For a well production optimization and cost per barrel of oil reduction, it is very essential to have an accurate measurement of well flowing bottom-hole pressure (FBHP) available all the time during the life of the well. It is a common practice follow in the oil and gas industry to run bottom-hole pressure gauges to record FBHP. However, interfering a producing well is an expensive and time-consuming task, involved with production disruptions and safety risks. To address these concerns, numerous mechanistic and empirical models were formulated to predict FBHP. Among these a large number of models were developed under small laboratory scale conditions and are, ultimately, inaccurate when up-scaled to field conditions.
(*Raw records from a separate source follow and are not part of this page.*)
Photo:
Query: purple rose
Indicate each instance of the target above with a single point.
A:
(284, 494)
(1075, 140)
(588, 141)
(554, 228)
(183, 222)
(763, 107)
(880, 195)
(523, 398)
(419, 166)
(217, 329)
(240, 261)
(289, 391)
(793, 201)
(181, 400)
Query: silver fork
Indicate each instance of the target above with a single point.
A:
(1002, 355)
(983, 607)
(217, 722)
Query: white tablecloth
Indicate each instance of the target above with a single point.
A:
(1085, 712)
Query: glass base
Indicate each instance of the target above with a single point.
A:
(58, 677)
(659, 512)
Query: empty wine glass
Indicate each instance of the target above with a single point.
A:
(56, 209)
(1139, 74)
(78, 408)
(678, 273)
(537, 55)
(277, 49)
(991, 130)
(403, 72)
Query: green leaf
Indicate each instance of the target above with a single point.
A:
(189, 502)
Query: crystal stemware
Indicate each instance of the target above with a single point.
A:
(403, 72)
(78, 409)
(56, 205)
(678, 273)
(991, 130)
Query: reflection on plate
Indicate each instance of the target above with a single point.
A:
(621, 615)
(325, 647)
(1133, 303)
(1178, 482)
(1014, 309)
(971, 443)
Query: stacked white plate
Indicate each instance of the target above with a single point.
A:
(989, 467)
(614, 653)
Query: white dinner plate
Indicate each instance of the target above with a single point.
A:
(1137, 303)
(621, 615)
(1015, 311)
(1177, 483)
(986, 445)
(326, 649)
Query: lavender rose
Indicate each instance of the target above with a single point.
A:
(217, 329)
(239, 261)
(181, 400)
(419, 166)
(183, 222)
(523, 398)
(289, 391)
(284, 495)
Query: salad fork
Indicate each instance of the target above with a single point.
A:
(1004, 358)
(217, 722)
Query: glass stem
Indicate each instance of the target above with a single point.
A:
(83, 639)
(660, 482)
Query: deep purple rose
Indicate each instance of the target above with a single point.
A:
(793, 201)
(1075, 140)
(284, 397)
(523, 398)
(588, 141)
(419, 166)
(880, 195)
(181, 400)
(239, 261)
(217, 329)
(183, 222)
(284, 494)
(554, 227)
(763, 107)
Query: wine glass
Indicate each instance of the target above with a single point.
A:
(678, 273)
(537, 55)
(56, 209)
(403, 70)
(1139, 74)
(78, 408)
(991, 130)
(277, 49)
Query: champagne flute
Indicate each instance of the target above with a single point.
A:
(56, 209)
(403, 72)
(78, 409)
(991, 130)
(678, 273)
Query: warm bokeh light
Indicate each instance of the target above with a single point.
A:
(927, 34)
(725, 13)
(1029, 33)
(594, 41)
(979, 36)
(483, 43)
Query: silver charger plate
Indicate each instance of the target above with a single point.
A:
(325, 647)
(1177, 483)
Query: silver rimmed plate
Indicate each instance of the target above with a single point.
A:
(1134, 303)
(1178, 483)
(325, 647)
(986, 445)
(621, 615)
This study presents an intelligent solution by the development of an empirical model to quantify FBHP for a vertical well. The new model is based on the surface production data such as tubing perforation depth, flow rate of oil, flow rate of gas, flow rate of water, API gravity of oil, tubing string internal diameter, well bottom-hole temperature, wellhead surface temperature, and wellhead pressure. The data used to train the proposed empirical model collected from the published sources, which covered practically reasonable values. The proposed model is also validated by testing against new dataset, and the results were then compared statistically with the other methods used in petroleum industry. The results show that the proposed empirical model considerably outperforms reviewed models and delivers the prediction of FBHP with high accuracy.
The novelty of the proposed empirical model is that it depends only on the surface production which makes the prediction of FBHP in a real time. The proposed model is accurate and can serve as a handy tool for the production engineers to forecast the FBHP in a real time.